A UPV student develops a program that simulates the impact of anti-pandemic measures
2021/05/25 Elhuyar Zientzia Iturria: Elhuyar aldizkaria
Unai Otamendi Loibide, UPV/EHU Electronic Engineering student, has developed a computer program in his end-of-degree work that simulates how measures against COVID-19 affect the deployment of the pandemic.
“The method is to build a simulation field from sociological research and employment and demographics data, such as a SIMS video game. This area can be a university, a town or a province; in my case I have based myself on Oñati”, explained Otamendi. “The implementation of a pollution model allows us to analyze the extent of a disease and see the effects of measures that affect people’s behavior.”
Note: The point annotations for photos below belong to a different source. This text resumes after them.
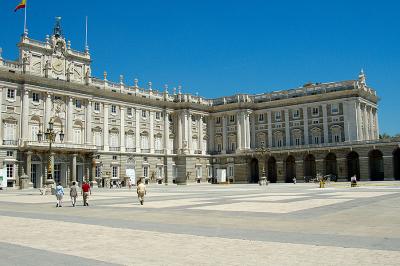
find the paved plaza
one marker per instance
(281, 224)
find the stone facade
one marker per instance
(113, 128)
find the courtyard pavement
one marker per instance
(203, 224)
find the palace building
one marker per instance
(105, 131)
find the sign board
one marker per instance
(132, 175)
(221, 175)
(3, 178)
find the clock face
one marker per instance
(58, 65)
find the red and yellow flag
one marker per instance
(21, 5)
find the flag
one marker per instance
(21, 5)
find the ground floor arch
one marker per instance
(254, 171)
(331, 164)
(290, 167)
(272, 170)
(396, 164)
(353, 165)
(310, 170)
(376, 167)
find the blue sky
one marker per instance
(219, 48)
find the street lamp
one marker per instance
(50, 136)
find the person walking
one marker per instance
(85, 192)
(141, 191)
(59, 194)
(73, 192)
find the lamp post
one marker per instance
(50, 136)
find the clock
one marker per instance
(58, 65)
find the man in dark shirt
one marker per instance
(85, 191)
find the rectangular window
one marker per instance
(277, 116)
(97, 106)
(78, 103)
(115, 171)
(113, 109)
(296, 113)
(279, 143)
(35, 97)
(98, 171)
(10, 171)
(334, 108)
(11, 94)
(315, 111)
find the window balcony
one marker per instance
(10, 142)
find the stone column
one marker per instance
(239, 131)
(200, 143)
(371, 124)
(48, 110)
(287, 128)
(137, 130)
(29, 166)
(70, 119)
(190, 133)
(122, 128)
(346, 121)
(253, 131)
(224, 134)
(151, 139)
(166, 133)
(25, 115)
(305, 117)
(366, 123)
(360, 135)
(211, 133)
(89, 123)
(325, 123)
(269, 117)
(1, 111)
(73, 172)
(179, 116)
(105, 128)
(376, 123)
(247, 129)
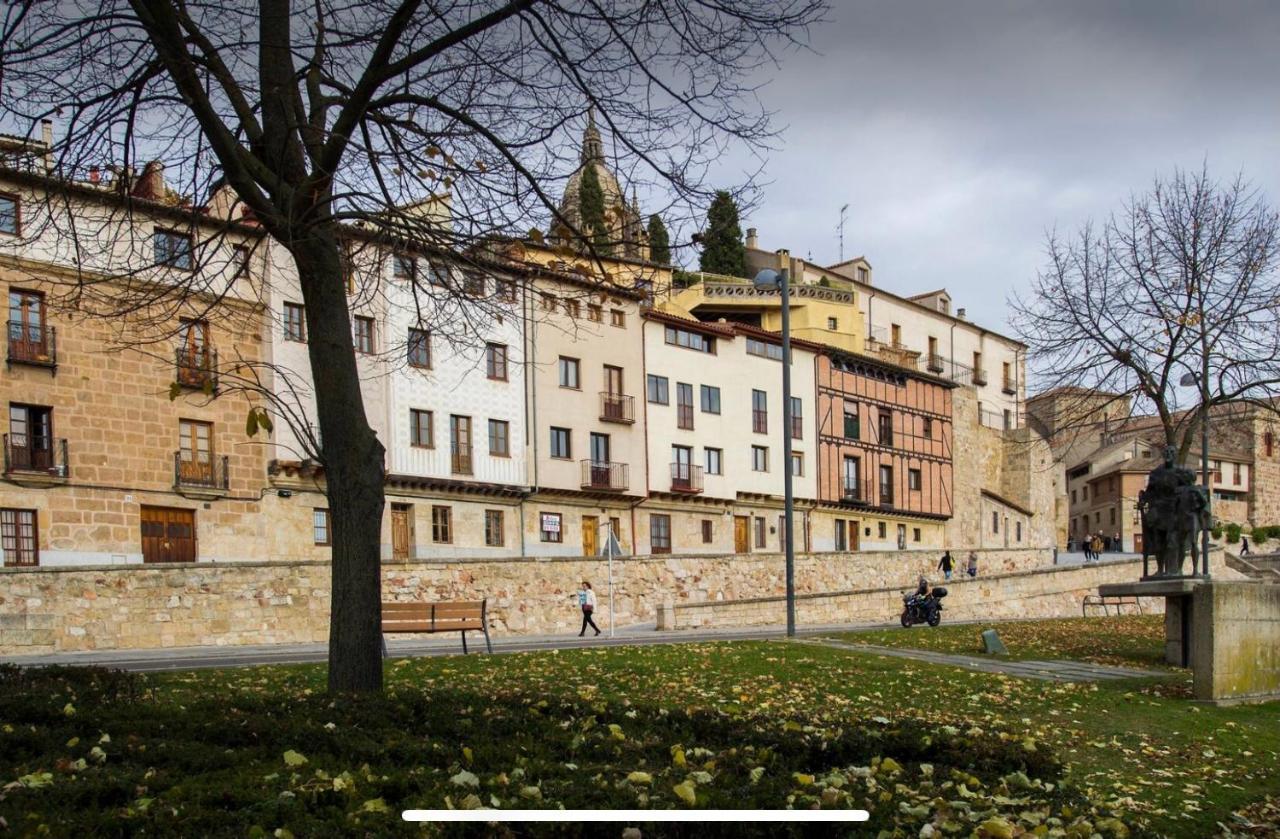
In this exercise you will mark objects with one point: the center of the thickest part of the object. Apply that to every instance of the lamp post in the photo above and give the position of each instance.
(778, 279)
(1200, 381)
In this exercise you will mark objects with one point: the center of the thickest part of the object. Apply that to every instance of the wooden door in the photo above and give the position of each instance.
(401, 530)
(168, 534)
(590, 532)
(741, 534)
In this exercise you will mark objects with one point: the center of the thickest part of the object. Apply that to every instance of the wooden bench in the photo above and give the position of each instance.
(437, 618)
(1107, 602)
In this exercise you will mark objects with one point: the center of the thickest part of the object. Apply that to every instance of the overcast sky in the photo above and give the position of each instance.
(958, 132)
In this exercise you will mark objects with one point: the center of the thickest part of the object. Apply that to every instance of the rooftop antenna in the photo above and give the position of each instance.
(844, 215)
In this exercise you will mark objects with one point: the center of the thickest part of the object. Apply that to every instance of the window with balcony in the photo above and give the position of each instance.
(684, 405)
(421, 432)
(658, 391)
(295, 323)
(496, 361)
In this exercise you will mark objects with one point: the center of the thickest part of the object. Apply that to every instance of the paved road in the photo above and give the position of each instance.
(1043, 670)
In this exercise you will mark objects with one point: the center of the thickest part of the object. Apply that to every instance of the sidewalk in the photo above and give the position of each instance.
(444, 644)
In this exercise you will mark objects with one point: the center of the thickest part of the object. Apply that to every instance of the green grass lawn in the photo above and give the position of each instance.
(1128, 641)
(769, 724)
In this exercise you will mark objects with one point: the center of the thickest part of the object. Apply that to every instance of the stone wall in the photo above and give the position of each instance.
(109, 607)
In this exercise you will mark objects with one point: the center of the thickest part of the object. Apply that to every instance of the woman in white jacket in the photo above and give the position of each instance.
(586, 601)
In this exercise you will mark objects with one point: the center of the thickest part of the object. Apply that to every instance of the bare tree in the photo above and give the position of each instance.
(325, 117)
(1182, 281)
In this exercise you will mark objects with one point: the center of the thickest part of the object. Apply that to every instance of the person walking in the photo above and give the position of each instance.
(945, 565)
(586, 601)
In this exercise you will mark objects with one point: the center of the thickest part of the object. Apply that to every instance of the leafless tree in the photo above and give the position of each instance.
(328, 115)
(1180, 281)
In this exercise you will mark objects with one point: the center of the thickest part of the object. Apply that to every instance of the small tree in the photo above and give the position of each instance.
(590, 199)
(659, 242)
(723, 251)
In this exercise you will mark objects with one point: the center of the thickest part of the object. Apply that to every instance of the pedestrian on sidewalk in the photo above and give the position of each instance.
(586, 601)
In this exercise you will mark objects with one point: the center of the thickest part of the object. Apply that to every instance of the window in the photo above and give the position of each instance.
(442, 524)
(658, 390)
(320, 527)
(173, 249)
(499, 438)
(853, 424)
(659, 533)
(10, 214)
(755, 346)
(759, 411)
(561, 447)
(419, 349)
(886, 428)
(494, 532)
(690, 340)
(568, 369)
(711, 399)
(18, 537)
(364, 334)
(496, 361)
(684, 405)
(403, 267)
(551, 527)
(421, 431)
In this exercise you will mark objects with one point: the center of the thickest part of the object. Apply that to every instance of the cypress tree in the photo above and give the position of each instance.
(590, 201)
(723, 251)
(659, 244)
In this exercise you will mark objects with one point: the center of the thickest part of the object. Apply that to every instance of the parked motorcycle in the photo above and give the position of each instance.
(923, 609)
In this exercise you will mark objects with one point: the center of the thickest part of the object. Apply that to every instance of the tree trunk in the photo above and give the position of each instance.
(353, 469)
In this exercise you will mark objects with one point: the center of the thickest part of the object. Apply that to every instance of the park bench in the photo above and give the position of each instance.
(1107, 602)
(458, 618)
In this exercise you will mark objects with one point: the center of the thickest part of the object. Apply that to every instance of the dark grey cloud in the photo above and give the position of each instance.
(960, 131)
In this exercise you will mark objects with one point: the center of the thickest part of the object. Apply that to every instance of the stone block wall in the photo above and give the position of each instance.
(131, 607)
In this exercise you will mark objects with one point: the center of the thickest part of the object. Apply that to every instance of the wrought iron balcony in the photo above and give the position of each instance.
(32, 455)
(617, 407)
(686, 478)
(35, 345)
(196, 368)
(201, 473)
(598, 474)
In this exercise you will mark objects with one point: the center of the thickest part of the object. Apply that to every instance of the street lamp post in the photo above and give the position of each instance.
(780, 279)
(1197, 379)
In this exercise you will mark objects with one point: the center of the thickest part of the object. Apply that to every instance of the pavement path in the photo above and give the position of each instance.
(1064, 670)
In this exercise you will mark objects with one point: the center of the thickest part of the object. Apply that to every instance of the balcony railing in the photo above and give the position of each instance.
(196, 368)
(598, 474)
(201, 473)
(616, 407)
(32, 345)
(686, 478)
(35, 455)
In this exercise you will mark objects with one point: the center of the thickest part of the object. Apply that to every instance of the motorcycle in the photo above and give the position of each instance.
(923, 609)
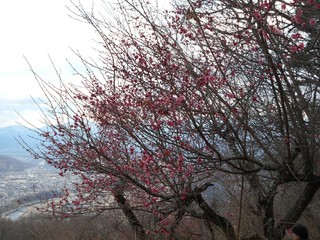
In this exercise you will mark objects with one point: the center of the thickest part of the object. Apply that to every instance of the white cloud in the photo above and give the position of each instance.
(35, 29)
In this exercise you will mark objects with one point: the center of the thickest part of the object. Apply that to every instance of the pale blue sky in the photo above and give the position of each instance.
(34, 29)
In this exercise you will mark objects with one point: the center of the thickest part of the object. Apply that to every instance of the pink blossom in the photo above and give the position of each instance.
(296, 36)
(294, 48)
(312, 22)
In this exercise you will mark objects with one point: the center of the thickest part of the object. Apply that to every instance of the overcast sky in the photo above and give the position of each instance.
(35, 29)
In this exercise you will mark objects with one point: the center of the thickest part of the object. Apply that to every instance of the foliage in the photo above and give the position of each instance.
(210, 92)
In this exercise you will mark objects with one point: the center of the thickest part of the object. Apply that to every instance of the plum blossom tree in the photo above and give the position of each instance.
(206, 91)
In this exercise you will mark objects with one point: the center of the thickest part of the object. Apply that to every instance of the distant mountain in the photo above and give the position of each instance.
(12, 164)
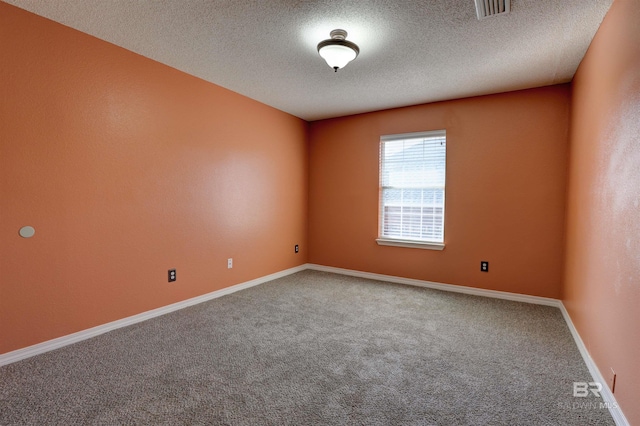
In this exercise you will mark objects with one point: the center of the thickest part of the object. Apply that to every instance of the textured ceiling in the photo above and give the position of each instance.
(411, 51)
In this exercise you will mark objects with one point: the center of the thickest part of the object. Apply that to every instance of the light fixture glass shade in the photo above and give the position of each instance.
(337, 56)
(337, 51)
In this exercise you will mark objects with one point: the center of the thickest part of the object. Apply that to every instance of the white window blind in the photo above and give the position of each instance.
(412, 186)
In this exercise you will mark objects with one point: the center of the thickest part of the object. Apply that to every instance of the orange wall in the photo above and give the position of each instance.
(602, 285)
(505, 199)
(126, 168)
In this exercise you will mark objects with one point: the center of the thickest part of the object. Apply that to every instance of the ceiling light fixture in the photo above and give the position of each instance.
(337, 51)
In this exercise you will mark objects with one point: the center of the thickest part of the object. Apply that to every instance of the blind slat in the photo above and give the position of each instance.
(412, 186)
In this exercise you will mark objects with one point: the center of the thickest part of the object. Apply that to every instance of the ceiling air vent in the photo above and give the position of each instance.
(487, 8)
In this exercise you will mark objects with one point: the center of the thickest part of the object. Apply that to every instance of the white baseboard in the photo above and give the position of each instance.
(50, 345)
(40, 348)
(439, 286)
(606, 394)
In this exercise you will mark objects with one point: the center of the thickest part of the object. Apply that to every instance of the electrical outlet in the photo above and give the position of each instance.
(612, 381)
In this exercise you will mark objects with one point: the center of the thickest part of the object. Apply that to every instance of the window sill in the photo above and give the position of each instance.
(409, 244)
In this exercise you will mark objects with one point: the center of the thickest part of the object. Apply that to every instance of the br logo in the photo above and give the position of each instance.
(581, 389)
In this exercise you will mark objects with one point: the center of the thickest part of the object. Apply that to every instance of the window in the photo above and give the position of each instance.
(412, 190)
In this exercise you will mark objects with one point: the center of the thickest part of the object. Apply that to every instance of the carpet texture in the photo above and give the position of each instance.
(316, 348)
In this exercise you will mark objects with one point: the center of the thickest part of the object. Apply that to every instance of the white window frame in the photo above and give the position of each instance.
(386, 240)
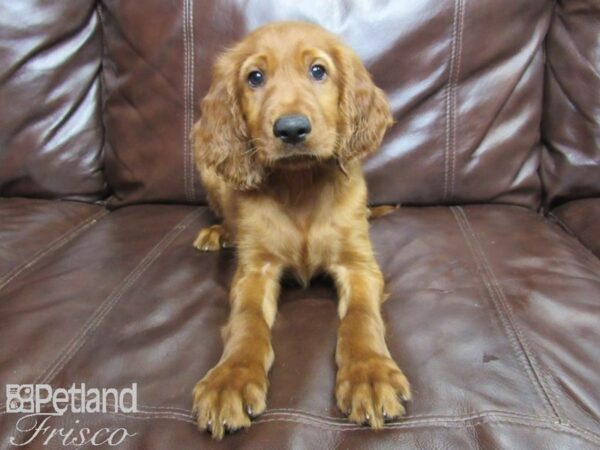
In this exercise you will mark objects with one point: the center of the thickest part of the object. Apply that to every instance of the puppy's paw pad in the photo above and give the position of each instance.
(211, 239)
(371, 391)
(228, 397)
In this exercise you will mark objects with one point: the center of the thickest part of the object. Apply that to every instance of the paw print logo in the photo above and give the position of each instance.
(19, 398)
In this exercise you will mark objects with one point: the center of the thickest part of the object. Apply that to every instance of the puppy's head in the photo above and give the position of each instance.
(288, 96)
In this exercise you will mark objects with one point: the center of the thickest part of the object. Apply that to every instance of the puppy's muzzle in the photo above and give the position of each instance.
(292, 129)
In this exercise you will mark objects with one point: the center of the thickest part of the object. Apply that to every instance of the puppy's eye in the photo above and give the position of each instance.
(318, 72)
(256, 78)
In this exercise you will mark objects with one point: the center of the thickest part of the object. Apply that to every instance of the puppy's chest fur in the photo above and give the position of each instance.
(303, 224)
To test the reliability of the program, the measures implemented in the State and the ACBC between June 19 and December 12, 2020 (mandatory use of masks, opening of schools, capacity of 60% of cultural, sports and hospitality venues…) have been implemented and the results of the simulation have been contrasted with the cases detected in Oñati in this period. Emaita has been good.
It confirms that the uses of the mask and the different displacement measures have been “fundamental”, since the simulations implemented have managed to soften the epidemiological curve and considerably reduce the number of cases.
On the other hand, he has analyzed the influence that the most demanding testing and exploration methods would have. “Increasing the number of tests can be seen to significantly slow the spread of the disease and fewer cases would occur. And we have seen that stricter scanning methods can reduce the total amount of pollution. Thus, we have managed to reduce from 4,195 cases to 673 in simulations, that is, we have seen that the number of cases could be reduced more than six times,” explains Otamendi.
“They are new theories and procedures that we have designed to do this work and that can be improved in several points,” he said. “In the pandemic created by COVID-19 and for diseases we can suffer at the time of death, this work can serve as a basis for the development of exploration strategy planning programs, safety measures and integration.”